By John Markoff, The New York Times, November 23, 2012
Using an artificial
intelligence technique inspired by theories about how the brain recognizes
patterns, technology companies are reporting startling gains in fields as
diverse as computer vision, speech recognition and the identification of
promising new molecules for designing drugs.
The advances have led to widespread enthusiasm among researchers who
design software to perform human activities like seeing, listening and
thinking. They offer the promise of machines that converse with humans and
perform tasks like driving cars and working in factories, raising the specter of automated robots that could
replace human workers.
The technology, called deep learning, has already been put to use in
services like Apple’s Siri virtual personal assistant, which is based on Nuance
Communications’ speech recognition service, and in Google’s Street View, which
uses machine vision to identify specific addresses.

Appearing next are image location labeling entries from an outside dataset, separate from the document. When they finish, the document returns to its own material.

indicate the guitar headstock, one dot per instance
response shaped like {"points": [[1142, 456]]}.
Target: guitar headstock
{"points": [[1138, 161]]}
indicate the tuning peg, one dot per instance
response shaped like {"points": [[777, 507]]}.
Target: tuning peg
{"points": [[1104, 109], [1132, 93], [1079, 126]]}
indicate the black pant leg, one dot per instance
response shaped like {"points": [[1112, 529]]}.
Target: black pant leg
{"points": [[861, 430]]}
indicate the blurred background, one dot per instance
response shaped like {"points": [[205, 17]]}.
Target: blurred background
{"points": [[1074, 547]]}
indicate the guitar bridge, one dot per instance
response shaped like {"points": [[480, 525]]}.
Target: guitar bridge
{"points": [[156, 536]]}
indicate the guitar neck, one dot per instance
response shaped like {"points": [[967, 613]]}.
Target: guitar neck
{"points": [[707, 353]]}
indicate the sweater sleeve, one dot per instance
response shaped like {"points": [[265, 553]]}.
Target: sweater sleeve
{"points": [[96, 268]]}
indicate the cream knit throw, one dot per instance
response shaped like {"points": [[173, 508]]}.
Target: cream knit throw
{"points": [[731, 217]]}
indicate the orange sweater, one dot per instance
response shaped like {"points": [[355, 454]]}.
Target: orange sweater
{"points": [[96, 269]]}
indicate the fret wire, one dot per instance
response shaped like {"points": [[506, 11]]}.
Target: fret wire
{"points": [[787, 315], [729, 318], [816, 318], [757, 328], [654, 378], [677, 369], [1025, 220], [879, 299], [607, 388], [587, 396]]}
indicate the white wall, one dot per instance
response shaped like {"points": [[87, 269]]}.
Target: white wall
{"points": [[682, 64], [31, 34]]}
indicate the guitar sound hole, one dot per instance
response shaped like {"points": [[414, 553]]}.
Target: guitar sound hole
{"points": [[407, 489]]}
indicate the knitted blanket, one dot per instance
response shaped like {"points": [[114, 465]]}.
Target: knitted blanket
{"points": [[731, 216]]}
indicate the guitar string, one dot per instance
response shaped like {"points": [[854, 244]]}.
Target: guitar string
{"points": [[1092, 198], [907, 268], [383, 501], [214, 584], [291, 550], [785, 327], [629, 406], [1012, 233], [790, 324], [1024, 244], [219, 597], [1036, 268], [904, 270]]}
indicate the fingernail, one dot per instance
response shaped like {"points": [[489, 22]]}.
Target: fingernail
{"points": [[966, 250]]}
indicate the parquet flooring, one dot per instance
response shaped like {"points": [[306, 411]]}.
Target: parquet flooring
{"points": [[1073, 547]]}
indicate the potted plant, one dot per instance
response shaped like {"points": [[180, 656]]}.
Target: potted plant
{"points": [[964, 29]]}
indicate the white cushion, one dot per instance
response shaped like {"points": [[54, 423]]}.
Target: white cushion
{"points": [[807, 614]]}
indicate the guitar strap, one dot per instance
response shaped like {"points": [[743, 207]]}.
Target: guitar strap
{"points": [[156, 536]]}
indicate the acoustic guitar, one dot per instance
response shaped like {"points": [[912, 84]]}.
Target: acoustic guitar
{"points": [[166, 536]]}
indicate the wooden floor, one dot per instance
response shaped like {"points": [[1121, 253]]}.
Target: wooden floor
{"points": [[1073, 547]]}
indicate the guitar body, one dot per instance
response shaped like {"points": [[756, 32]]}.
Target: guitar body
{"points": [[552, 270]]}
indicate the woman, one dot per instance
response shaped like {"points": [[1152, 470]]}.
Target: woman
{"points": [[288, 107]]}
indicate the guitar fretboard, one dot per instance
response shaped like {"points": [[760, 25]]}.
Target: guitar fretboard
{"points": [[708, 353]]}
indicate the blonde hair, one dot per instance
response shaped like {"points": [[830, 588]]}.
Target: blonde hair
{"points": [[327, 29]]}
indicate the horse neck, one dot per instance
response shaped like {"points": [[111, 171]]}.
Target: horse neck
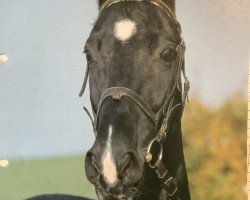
{"points": [[174, 158]]}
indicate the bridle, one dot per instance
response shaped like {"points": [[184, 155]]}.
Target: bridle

But what is new in recent months is the growing speed and accuracy of
deep-learning programs, often called artificial neural networks or just “neural
nets” for their resemblance to the neural connections in the brain.
“There has been a number of stunning new results with deep-learning
methods,” said Yann LeCun, a computer scientist at New York University who did
pioneering research in handwriting recognition at Bell Laboratories. “The kind
of jump we are seeing in the accuracy of these systems is very rare indeed.”
Artificial intelligence researchers are acutely aware of the dangers
of being overly optimistic. Their field has long been plagued by outbursts of
misplaced enthusiasm followed by equally striking declines.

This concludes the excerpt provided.